The terms of reference and the scope of the capacity review did not include the costing of additional capacity. The analysis has established two extremes that define the indicative range and scale of potential capacity needs up to 2031 and the level of reforms involved. The key findings and recommendations of the report recognise this and outline further work required, including:
-assessing the optimum reform strategy that takes account of workforce, the whole life cost of services, eligibility arrangements and their impact on implementing reforms, the feasibility of delivering infrastructure, and impact on operational services in the timeframe. It would also need to take account of the wider implications arising from major reconfigurations of services across hospitals;
- consideration of the Capacity Review in the context of the forthcoming National Development Plan; and
- an important next step noted in the report is to consider how additional capacity should be planned and delivered at a regional level based on population need.

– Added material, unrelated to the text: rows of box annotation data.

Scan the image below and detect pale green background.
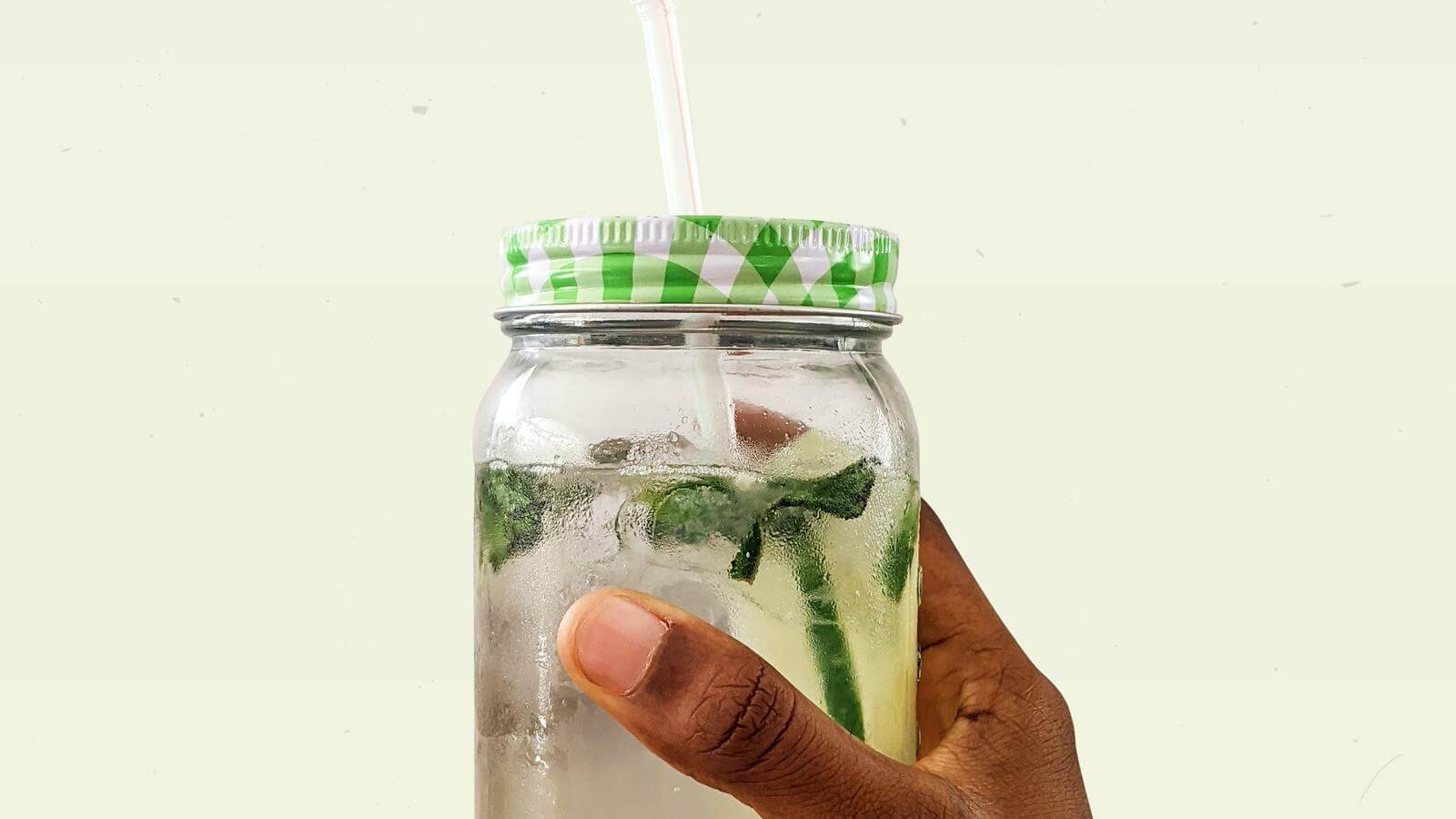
[0,0,1456,817]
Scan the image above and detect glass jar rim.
[493,301,905,328]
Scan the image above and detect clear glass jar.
[475,305,919,817]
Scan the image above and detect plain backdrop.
[0,0,1456,819]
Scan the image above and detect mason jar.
[475,216,919,817]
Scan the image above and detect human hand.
[556,506,1090,819]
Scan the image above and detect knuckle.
[689,660,803,777]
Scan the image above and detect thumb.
[556,589,959,817]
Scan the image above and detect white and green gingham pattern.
[500,216,900,313]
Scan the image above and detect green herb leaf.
[776,458,879,521]
[475,462,549,571]
[728,521,763,583]
[766,506,864,739]
[876,484,920,603]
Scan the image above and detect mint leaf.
[774,458,879,521]
[475,462,551,571]
[876,484,920,603]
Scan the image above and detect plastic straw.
[632,0,703,214]
[632,0,738,460]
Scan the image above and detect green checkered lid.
[500,216,900,313]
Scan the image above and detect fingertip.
[556,589,668,696]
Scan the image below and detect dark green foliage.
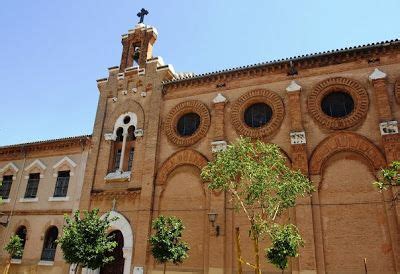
[374,161,400,190]
[4,235,23,258]
[201,138,314,273]
[149,215,189,264]
[265,224,304,270]
[57,209,117,269]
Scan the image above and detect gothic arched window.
[41,226,58,261]
[106,112,137,173]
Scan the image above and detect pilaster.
[286,81,316,273]
[369,68,400,272]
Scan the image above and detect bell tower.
[119,9,157,72]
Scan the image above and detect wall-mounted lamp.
[0,212,8,227]
[208,210,219,237]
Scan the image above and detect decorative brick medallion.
[307,77,369,129]
[231,89,285,138]
[164,101,210,146]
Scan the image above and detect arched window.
[41,226,58,261]
[13,225,27,259]
[100,230,125,274]
[106,112,137,174]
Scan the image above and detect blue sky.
[0,0,400,145]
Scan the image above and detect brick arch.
[156,149,208,185]
[310,132,386,175]
[107,100,144,131]
[12,219,31,240]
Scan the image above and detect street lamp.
[207,210,219,237]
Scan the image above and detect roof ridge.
[163,38,400,85]
[0,134,92,149]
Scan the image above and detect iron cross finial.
[137,8,149,24]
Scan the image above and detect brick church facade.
[0,18,400,274]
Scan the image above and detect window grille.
[54,170,70,197]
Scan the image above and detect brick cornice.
[163,39,400,93]
[90,188,141,200]
[0,135,91,160]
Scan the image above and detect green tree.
[201,138,314,274]
[4,235,24,274]
[149,215,189,274]
[373,161,400,201]
[57,209,117,273]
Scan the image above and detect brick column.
[211,93,227,152]
[286,81,317,273]
[208,93,227,274]
[369,68,400,272]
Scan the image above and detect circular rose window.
[307,77,369,129]
[244,103,272,128]
[231,89,285,138]
[321,91,354,118]
[164,101,210,146]
[177,112,200,136]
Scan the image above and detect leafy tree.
[265,224,304,272]
[4,235,24,274]
[57,209,117,273]
[149,215,189,274]
[373,161,400,194]
[201,138,314,274]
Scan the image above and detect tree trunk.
[253,237,261,274]
[3,259,11,274]
[235,227,243,274]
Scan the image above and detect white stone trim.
[290,131,307,145]
[104,170,131,181]
[19,197,39,203]
[211,141,227,153]
[112,112,137,137]
[10,258,22,264]
[0,162,19,174]
[48,196,69,202]
[53,156,77,169]
[369,68,386,81]
[133,128,144,137]
[24,159,47,171]
[379,121,399,136]
[38,260,54,266]
[100,210,133,274]
[213,93,227,104]
[286,80,301,93]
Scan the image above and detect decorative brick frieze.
[310,132,386,175]
[164,101,211,146]
[290,131,307,145]
[134,128,144,138]
[231,89,285,138]
[379,121,399,136]
[307,77,369,129]
[211,141,227,153]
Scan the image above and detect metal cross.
[137,8,149,24]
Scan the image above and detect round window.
[124,116,131,125]
[177,112,200,137]
[321,91,354,118]
[244,103,272,128]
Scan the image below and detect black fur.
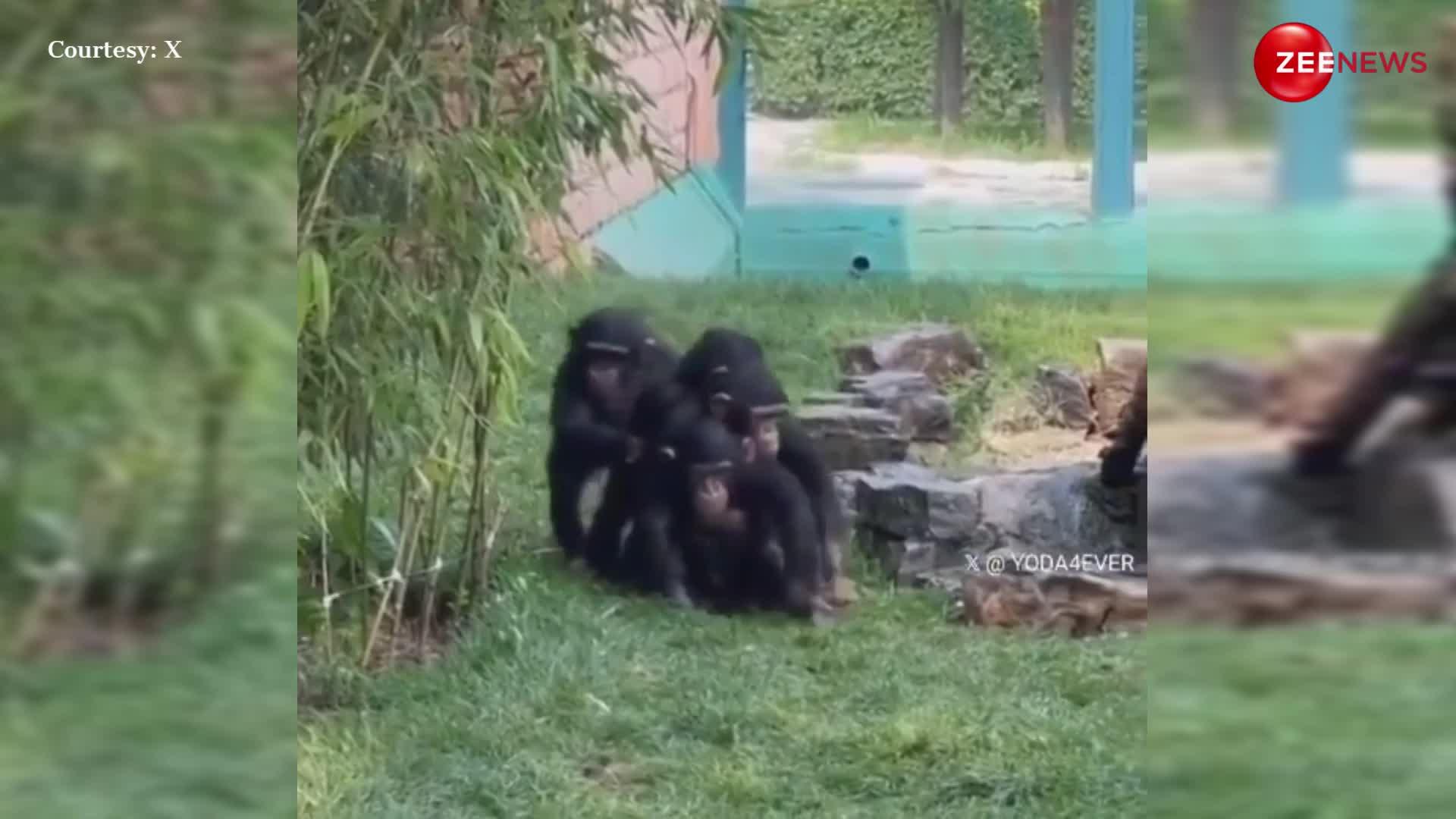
[546,307,677,558]
[677,328,847,582]
[673,419,823,618]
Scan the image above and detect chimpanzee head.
[570,307,658,414]
[706,366,789,460]
[628,381,701,463]
[677,419,744,519]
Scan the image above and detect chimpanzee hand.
[693,478,747,532]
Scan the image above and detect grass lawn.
[1146,271,1456,819]
[0,334,297,819]
[815,117,1090,160]
[0,563,297,819]
[299,280,1146,819]
[1144,625,1456,819]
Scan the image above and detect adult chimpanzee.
[677,328,847,585]
[546,307,677,560]
[1102,367,1147,487]
[673,419,833,623]
[585,381,701,605]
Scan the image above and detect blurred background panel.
[1149,0,1456,816]
[0,0,297,817]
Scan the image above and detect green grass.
[299,280,1146,819]
[0,563,297,819]
[1146,625,1456,819]
[0,288,297,819]
[1147,277,1414,367]
[817,117,1087,160]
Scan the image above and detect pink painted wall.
[535,23,719,261]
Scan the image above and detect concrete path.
[747,117,1445,213]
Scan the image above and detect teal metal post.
[1281,0,1358,204]
[1092,0,1138,217]
[718,0,748,215]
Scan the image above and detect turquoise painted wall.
[1147,199,1450,281]
[592,165,739,278]
[741,204,1147,288]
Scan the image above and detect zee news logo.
[1254,24,1427,102]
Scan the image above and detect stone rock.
[952,573,1147,637]
[1147,446,1456,555]
[1264,331,1377,428]
[856,463,980,541]
[795,405,910,471]
[855,463,1147,585]
[1176,357,1271,419]
[1152,555,1456,626]
[839,324,986,384]
[837,370,956,443]
[1090,338,1147,436]
[1345,440,1456,554]
[1031,366,1097,430]
[801,392,866,406]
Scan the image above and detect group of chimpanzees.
[546,307,850,623]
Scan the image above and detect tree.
[1041,0,1078,150]
[1188,0,1244,137]
[930,0,965,136]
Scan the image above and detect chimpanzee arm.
[551,373,628,468]
[779,419,847,579]
[587,465,633,580]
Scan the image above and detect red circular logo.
[1254,24,1335,102]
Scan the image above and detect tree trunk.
[1041,0,1078,150]
[1188,0,1244,139]
[935,0,965,136]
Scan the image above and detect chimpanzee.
[546,307,677,560]
[673,419,833,623]
[1102,367,1147,487]
[677,328,847,583]
[585,381,701,605]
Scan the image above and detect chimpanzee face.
[587,350,632,408]
[750,416,779,459]
[692,468,731,520]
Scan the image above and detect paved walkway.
[748,117,1445,213]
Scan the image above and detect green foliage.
[299,277,1147,819]
[296,0,755,661]
[0,0,297,819]
[753,0,1147,145]
[0,3,296,613]
[1141,623,1456,819]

As the Deputy will appreciate, costing is an important and complex process in its own right. For example, it is important to state that there is no one cost for a hospital bed. The cost is dependent on the nature of the bed, such as inpatient, daycase, critical care, the specialty and where the bed will be delivered, for example, an existing hospital, an extension, or a new development. Therefore, the steps I mentioned will be examined in the context of both the forthcoming National Development Plan and the Sláintecare Implementation Plan.
As a final point, I would just reiterate what I have stated previously, that adding additional capacity cannot be the only answer. In tandem with this, we need fundamental reform of our health system - with significant development of the primary and community care system. Sláintecare provides the blueprint for this.